悪夢ばかりを見る日々。夢は現実で得たたくさんの情報を処理・整理する作業だと主治医が言っていたので、そういうことにしておく。とりあえず頭の中でいろいろなことが行われているらしい。体が正常に動いている証拠でもあるのだ。たぶん。
昨夜も悪夢を見て、朝がやってくるのがずいぶん遅く感じられて心ぼそかった。でも朝は来た。ちゃんと来た。雨だったけれど、それでも朝にちがいなかった。

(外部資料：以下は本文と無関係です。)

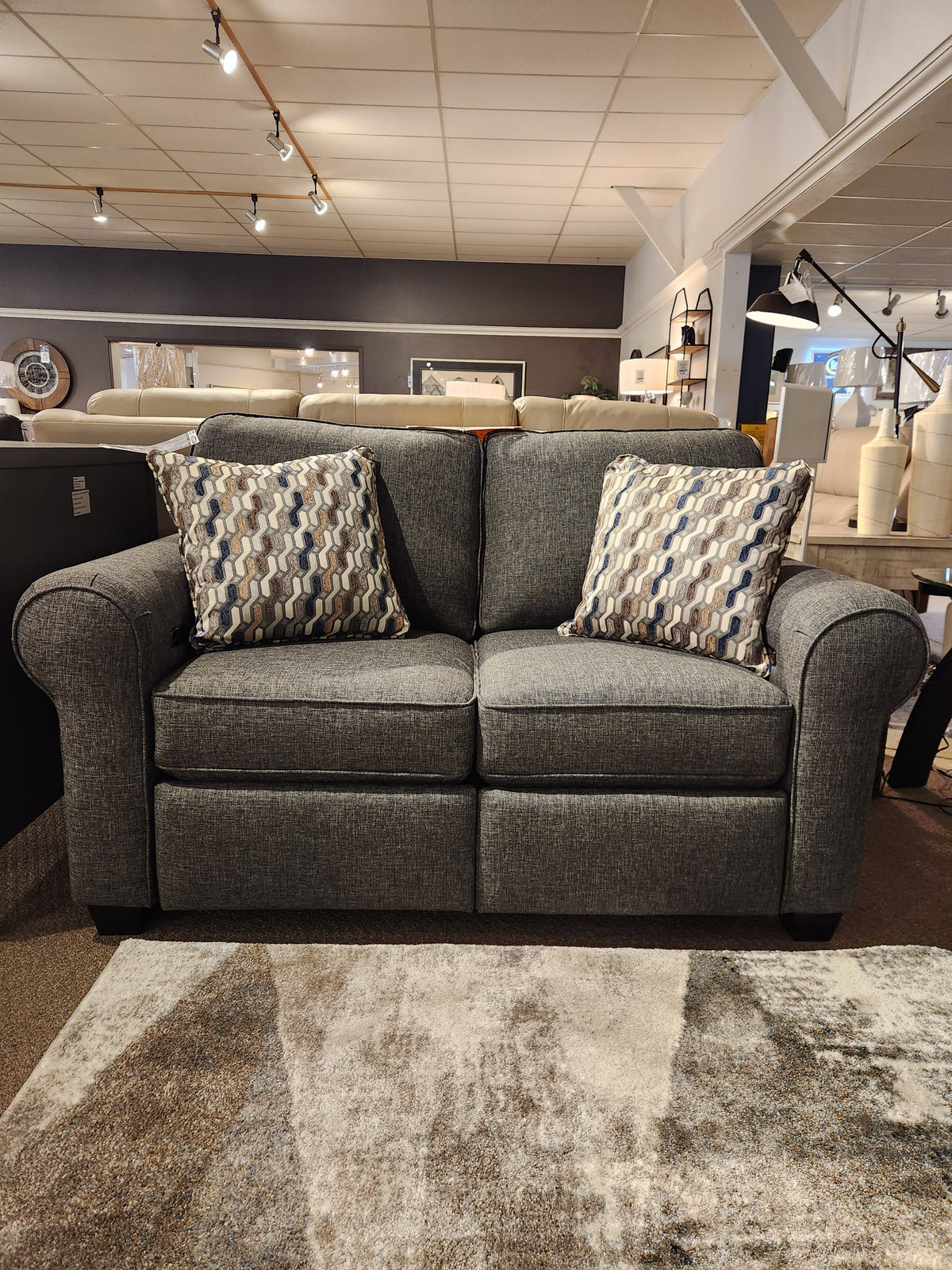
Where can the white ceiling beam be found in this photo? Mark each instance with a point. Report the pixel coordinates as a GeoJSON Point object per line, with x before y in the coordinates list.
{"type": "Point", "coordinates": [653, 228]}
{"type": "Point", "coordinates": [784, 46]}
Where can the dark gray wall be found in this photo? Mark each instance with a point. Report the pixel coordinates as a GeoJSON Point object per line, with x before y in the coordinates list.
{"type": "Point", "coordinates": [321, 289]}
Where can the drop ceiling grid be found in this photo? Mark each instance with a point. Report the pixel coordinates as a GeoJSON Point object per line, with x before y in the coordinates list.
{"type": "Point", "coordinates": [490, 105]}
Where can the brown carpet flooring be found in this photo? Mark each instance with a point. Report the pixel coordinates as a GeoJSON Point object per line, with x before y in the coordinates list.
{"type": "Point", "coordinates": [50, 954]}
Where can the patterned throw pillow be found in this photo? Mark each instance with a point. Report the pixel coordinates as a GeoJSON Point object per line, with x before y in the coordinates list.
{"type": "Point", "coordinates": [689, 556]}
{"type": "Point", "coordinates": [282, 552]}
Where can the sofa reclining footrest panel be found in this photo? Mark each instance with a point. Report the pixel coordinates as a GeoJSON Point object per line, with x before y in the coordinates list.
{"type": "Point", "coordinates": [334, 846]}
{"type": "Point", "coordinates": [613, 851]}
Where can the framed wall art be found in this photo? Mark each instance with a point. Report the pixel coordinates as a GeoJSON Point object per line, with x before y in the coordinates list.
{"type": "Point", "coordinates": [429, 375]}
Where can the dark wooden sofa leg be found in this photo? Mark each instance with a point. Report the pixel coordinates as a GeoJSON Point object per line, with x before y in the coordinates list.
{"type": "Point", "coordinates": [812, 927]}
{"type": "Point", "coordinates": [117, 920]}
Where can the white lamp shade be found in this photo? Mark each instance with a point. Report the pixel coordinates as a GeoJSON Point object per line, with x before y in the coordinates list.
{"type": "Point", "coordinates": [812, 375]}
{"type": "Point", "coordinates": [643, 375]}
{"type": "Point", "coordinates": [860, 368]}
{"type": "Point", "coordinates": [465, 387]}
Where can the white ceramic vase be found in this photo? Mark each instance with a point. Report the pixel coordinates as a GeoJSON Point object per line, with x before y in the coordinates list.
{"type": "Point", "coordinates": [931, 491]}
{"type": "Point", "coordinates": [881, 464]}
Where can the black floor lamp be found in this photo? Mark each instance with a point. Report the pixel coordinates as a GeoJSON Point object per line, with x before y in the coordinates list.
{"type": "Point", "coordinates": [774, 309]}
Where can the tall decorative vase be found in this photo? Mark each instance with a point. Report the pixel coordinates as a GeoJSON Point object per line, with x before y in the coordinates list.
{"type": "Point", "coordinates": [931, 492]}
{"type": "Point", "coordinates": [881, 464]}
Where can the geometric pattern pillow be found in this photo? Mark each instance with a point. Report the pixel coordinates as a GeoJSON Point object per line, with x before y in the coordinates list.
{"type": "Point", "coordinates": [689, 556]}
{"type": "Point", "coordinates": [282, 552]}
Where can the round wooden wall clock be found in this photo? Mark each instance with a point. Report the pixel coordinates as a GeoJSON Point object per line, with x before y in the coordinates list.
{"type": "Point", "coordinates": [41, 372]}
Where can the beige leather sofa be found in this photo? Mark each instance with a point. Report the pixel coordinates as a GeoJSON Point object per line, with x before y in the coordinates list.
{"type": "Point", "coordinates": [150, 416]}
{"type": "Point", "coordinates": [141, 417]}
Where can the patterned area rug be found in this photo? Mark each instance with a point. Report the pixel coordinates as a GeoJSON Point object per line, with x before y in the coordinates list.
{"type": "Point", "coordinates": [480, 1108]}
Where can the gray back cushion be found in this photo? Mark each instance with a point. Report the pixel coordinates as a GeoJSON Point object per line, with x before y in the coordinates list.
{"type": "Point", "coordinates": [429, 501]}
{"type": "Point", "coordinates": [541, 495]}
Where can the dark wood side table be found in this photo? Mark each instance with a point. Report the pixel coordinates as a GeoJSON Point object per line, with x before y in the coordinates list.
{"type": "Point", "coordinates": [932, 713]}
{"type": "Point", "coordinates": [59, 506]}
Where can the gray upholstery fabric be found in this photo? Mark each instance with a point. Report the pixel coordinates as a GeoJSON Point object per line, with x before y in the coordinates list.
{"type": "Point", "coordinates": [541, 497]}
{"type": "Point", "coordinates": [428, 492]}
{"type": "Point", "coordinates": [336, 709]}
{"type": "Point", "coordinates": [562, 710]}
{"type": "Point", "coordinates": [847, 656]}
{"type": "Point", "coordinates": [97, 638]}
{"type": "Point", "coordinates": [611, 851]}
{"type": "Point", "coordinates": [344, 846]}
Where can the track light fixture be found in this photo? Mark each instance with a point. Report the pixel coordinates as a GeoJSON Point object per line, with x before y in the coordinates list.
{"type": "Point", "coordinates": [321, 205]}
{"type": "Point", "coordinates": [258, 221]}
{"type": "Point", "coordinates": [225, 57]}
{"type": "Point", "coordinates": [273, 139]}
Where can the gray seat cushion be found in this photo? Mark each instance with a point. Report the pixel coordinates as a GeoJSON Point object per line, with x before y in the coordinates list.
{"type": "Point", "coordinates": [565, 710]}
{"type": "Point", "coordinates": [321, 710]}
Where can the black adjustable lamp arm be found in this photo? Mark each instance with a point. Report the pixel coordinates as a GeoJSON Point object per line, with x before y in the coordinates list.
{"type": "Point", "coordinates": [927, 379]}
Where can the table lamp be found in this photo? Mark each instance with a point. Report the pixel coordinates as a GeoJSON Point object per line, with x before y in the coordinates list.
{"type": "Point", "coordinates": [858, 368]}
{"type": "Point", "coordinates": [640, 376]}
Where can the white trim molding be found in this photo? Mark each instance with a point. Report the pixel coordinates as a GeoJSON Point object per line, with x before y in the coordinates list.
{"type": "Point", "coordinates": [385, 328]}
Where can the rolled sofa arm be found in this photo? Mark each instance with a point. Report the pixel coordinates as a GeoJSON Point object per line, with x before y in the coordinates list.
{"type": "Point", "coordinates": [847, 654]}
{"type": "Point", "coordinates": [97, 639]}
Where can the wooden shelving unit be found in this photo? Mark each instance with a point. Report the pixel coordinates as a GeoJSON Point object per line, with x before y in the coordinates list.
{"type": "Point", "coordinates": [695, 355]}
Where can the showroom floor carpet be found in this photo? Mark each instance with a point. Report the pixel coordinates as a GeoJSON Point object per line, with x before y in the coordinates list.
{"type": "Point", "coordinates": [463, 1106]}
{"type": "Point", "coordinates": [50, 954]}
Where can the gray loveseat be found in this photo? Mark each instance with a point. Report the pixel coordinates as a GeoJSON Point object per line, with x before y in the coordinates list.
{"type": "Point", "coordinates": [482, 761]}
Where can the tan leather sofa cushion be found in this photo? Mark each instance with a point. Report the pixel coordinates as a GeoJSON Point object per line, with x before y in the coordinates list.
{"type": "Point", "coordinates": [552, 414]}
{"type": "Point", "coordinates": [401, 410]}
{"type": "Point", "coordinates": [107, 429]}
{"type": "Point", "coordinates": [194, 403]}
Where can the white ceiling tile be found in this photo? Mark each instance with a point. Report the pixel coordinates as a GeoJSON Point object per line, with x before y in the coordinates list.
{"type": "Point", "coordinates": [404, 13]}
{"type": "Point", "coordinates": [881, 211]}
{"type": "Point", "coordinates": [511, 52]}
{"type": "Point", "coordinates": [374, 121]}
{"type": "Point", "coordinates": [647, 154]}
{"type": "Point", "coordinates": [670, 129]}
{"type": "Point", "coordinates": [526, 92]}
{"type": "Point", "coordinates": [702, 57]}
{"type": "Point", "coordinates": [18, 41]}
{"type": "Point", "coordinates": [681, 95]}
{"type": "Point", "coordinates": [514, 175]}
{"type": "Point", "coordinates": [359, 88]}
{"type": "Point", "coordinates": [393, 206]}
{"type": "Point", "coordinates": [120, 177]}
{"type": "Point", "coordinates": [40, 75]}
{"type": "Point", "coordinates": [381, 169]}
{"type": "Point", "coordinates": [197, 80]}
{"type": "Point", "coordinates": [92, 156]}
{"type": "Point", "coordinates": [643, 178]}
{"type": "Point", "coordinates": [349, 145]}
{"type": "Point", "coordinates": [38, 133]}
{"type": "Point", "coordinates": [524, 125]}
{"type": "Point", "coordinates": [482, 229]}
{"type": "Point", "coordinates": [243, 114]}
{"type": "Point", "coordinates": [416, 190]}
{"type": "Point", "coordinates": [899, 181]}
{"type": "Point", "coordinates": [489, 210]}
{"type": "Point", "coordinates": [305, 44]}
{"type": "Point", "coordinates": [616, 16]}
{"type": "Point", "coordinates": [86, 107]}
{"type": "Point", "coordinates": [509, 152]}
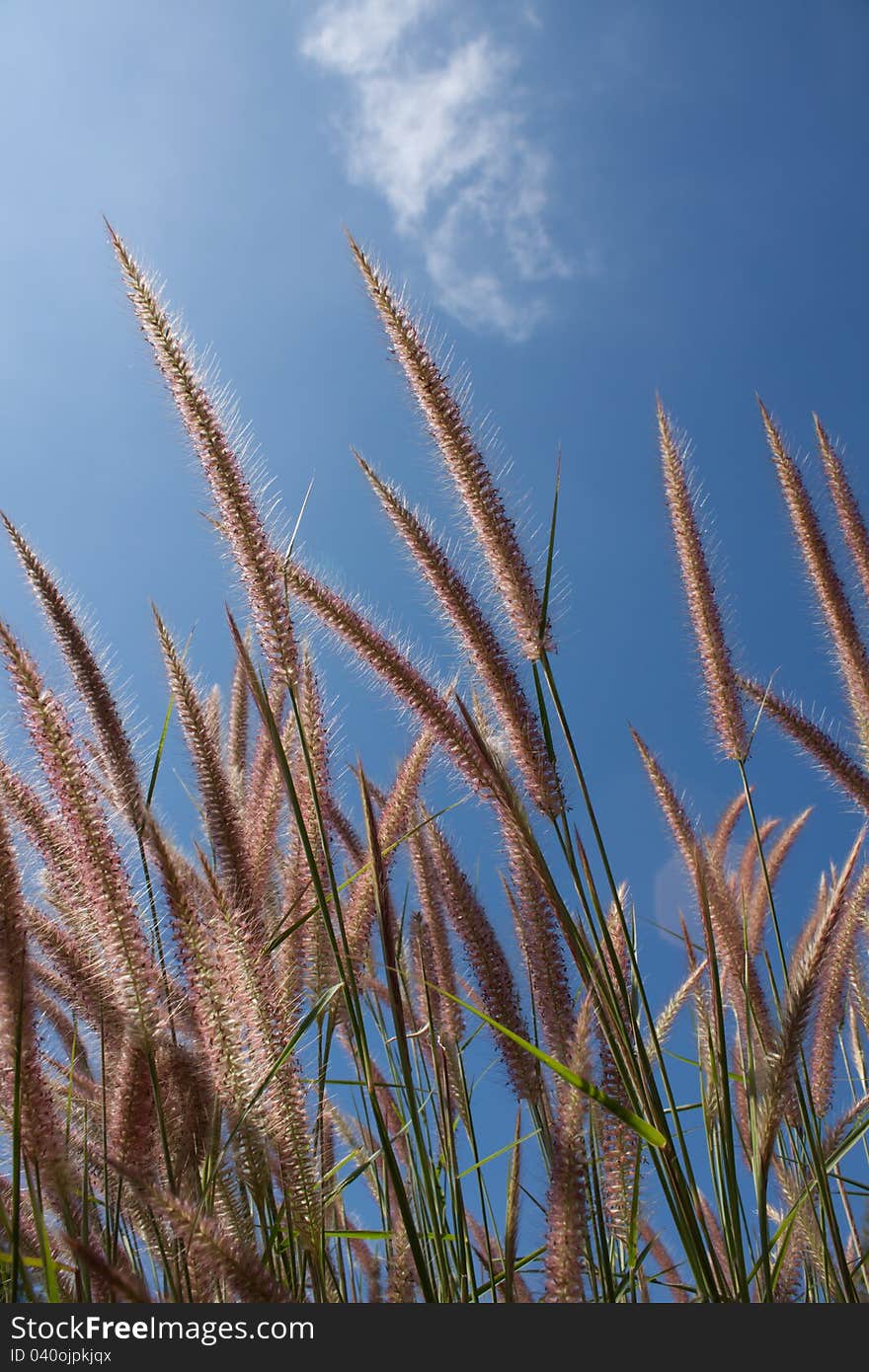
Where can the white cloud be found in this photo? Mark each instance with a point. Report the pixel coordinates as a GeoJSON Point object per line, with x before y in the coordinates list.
{"type": "Point", "coordinates": [442, 134]}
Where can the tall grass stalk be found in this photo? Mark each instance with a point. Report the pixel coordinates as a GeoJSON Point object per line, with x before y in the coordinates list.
{"type": "Point", "coordinates": [264, 1066]}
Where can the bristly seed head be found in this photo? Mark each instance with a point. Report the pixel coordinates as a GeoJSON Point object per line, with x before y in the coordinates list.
{"type": "Point", "coordinates": [700, 593]}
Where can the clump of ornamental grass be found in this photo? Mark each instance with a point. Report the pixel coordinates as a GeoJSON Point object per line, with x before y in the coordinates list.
{"type": "Point", "coordinates": [256, 1069]}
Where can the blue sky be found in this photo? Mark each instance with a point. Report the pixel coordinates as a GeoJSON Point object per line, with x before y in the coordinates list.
{"type": "Point", "coordinates": [593, 202]}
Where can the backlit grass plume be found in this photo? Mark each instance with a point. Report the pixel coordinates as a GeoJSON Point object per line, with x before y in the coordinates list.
{"type": "Point", "coordinates": [308, 1028]}
{"type": "Point", "coordinates": [718, 676]}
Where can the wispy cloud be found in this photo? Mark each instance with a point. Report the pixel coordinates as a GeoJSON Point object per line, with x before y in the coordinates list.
{"type": "Point", "coordinates": [442, 133]}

朝食にひさしぶりにバター・トーストを食べたらおいしかった。さいきんはもっぱらオートミールだったので。

八木詠美『アンチ・グッドモーニング』を読み、そして読み終えた。
社会人(会社員)として労働することは社会(会社)にじぶんの魂を差し出すことだと、暗黙のうちに了解されている世の中が末恐ろしかった。その理不尽さに疑問を持ちつつも誰も何も言わないし、怒らない。いや、言っているし怒っているのだけれど、それを表面に出すことはない。あるいは、社会が怒りを顕にすることをよしとしない。沈黙は美徳、えらい人の言いなりになること、隷属すること・従順であることがよしとされる世の中の、戦争と何がちがうのか。
やがて今、じぶんがいる世界が夢なのか現実なのかがあいまいになっていく。夢の(ような)世界で優しくされ、尊重されるいっぽうで、魂を差し出せと何者かが囁く。そうすれば楽にしてやるからと。
もしくはそれは「わたし」が現実世界で願っていることなのかもしれない。夢と現実の境界がうすくなっていくことを「わたし」は望んでいる。やがて夢に溶けてじぶんがなくなることを。

きのうから町屋良平『生きる演技』を読み始める。新訳が出ていたヘミングウェイ『河を渡って木立の中へ』も読んでいるのに、よりによって長篇の併読。まあいいか。ゆっくりゆっくり読んでいこう。